Research Interest II:

Ecological Conservation, Ecosystem Dynamics and the Appreciation of Nature

I have a number of projects at various stages of implementation and with various research foci. Students are welcome to become involved in any aspect of these studies. I have classified the studies by geographic region: Niagara Gorge, Western New York, and New York State.

Niagara Gorge

The Niagara Gorge is a seven-mile long gorge that contains a fascinating mixture of forest types and serves as an important part of the tourist experience of many millions of people each year. Although much is known about the Niagara Falls at the head of the gorge, and although there have been numerous botanical surveys of the gorge forests, very little is known about the geography or history of the plant communities of the gorge. Two studies I am planning are as follows.

Ecosystem dynamics and ecological restoration

What forest types are present in the Niagara Gorge, and how have they changed over time? To answer this, the present forest types will be surveyed, sampled and mapped using GIS and Remote Sensing.

The development of the present-day forests will be reconstructed using aerial photographs that date back to the 1920s, tourist photographs that date back to the 1880s, botanical records that date back to the 1850s, and tree-ring records that date back to the 1500s.

A restoration plan for the forests of the Niagara Gorge will be developed by creating a GIS model using the map of current forest types and the historical reconstruction of the forest composition.

Mapping of landscape aesthetic

The Niagara Gorge contains a diversity of landscape types that offer unique aesthetic experiences. The experience of most people is limited because of accessibility, and because they don't know what is available in the Gorge.
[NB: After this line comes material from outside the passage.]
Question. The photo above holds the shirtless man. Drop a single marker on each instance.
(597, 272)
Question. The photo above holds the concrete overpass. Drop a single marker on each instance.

Landscape aesthetics of the Niagara Gorge will be recorded while surveying the forest as part of the "Ecosystem dynamics" project. Sites will be categorized using a combination of Appleton's "prospect-refuge" theory, the Kaplans' preference framework, and Berlyne's sensory arousal.

Types of aesthetic experience will be modeled using GIS and mapped in a form that allows recreationists to explore the Gorge to find experiences that match their desires.

Western New York

Western New York contains close to 100 stands of old-growth forest of varying size and composition, identified through the energetic explorations of the WNY Old Growth Forest Survey. The unique ecological information contained in these stands will be examined in these 3 studies.

Old growth representation

Are there representatives of all potential types of old growth forests in WNY? This question will be addressed by surveying the composition of the known old growth stands and by using GIS to compare them with adjacent forests, as indicated by the Forest Inventory and Analysis records.

Old growth aesthetics

One reason that old growth forests have attracted so much attention is their aesthetics. However, how much of their beauty and grandeur is physically visible, and how much of it is based on the abstract idea of it being "old growth"? To test this, the aesthetic experience of recreationists passing through old growth, and nearby non-old growth forests, will be surveyed.

Old growth dynamics

How have old growth forests changed in composition over time? How frequently do they experience disturbances? The first question will be addressed by using tree-rings to reconstruct the history of living and dead trees in selected old growth forests in WNY. The second question will be addressed by using GIS and statistics to analyze tree ages across a large area of old growth in Allegheny State Park.

New York State

How can we increase the appreciation of rare and endangered species and communities of NYS?

The New York Natural Heritage Program has identified and described many rare and endangered species and communities. This information, however, is scientific in format and not easy for the average person to appreciate.

The goal of this project will be to create a handbook that school and university students can use to reflect on the scientific and personal dimensions of ecological conservation. Scientific information will therefore be balanced with social uses and humanistic responses.

A handbook of rare and endangered species and communities will be created that, for each entity, will contain four pieces of information: objective information about the biology of that individual species or community (including pictures); objective information about the geographic and ecological context of the species or community (e.g. maps, and descriptions of what it needs and doesn't need from the surrounding area); subjective social information about how humans have used that species or community (positively and negatively); and subjective, personal reflections by local people about what that species or community is to them. The handbook would be made available over the web, and published as a book.

This project will involve extensive travel and exploration around New York State, and holding discussions with interested people that live nearby the endangered species and communities.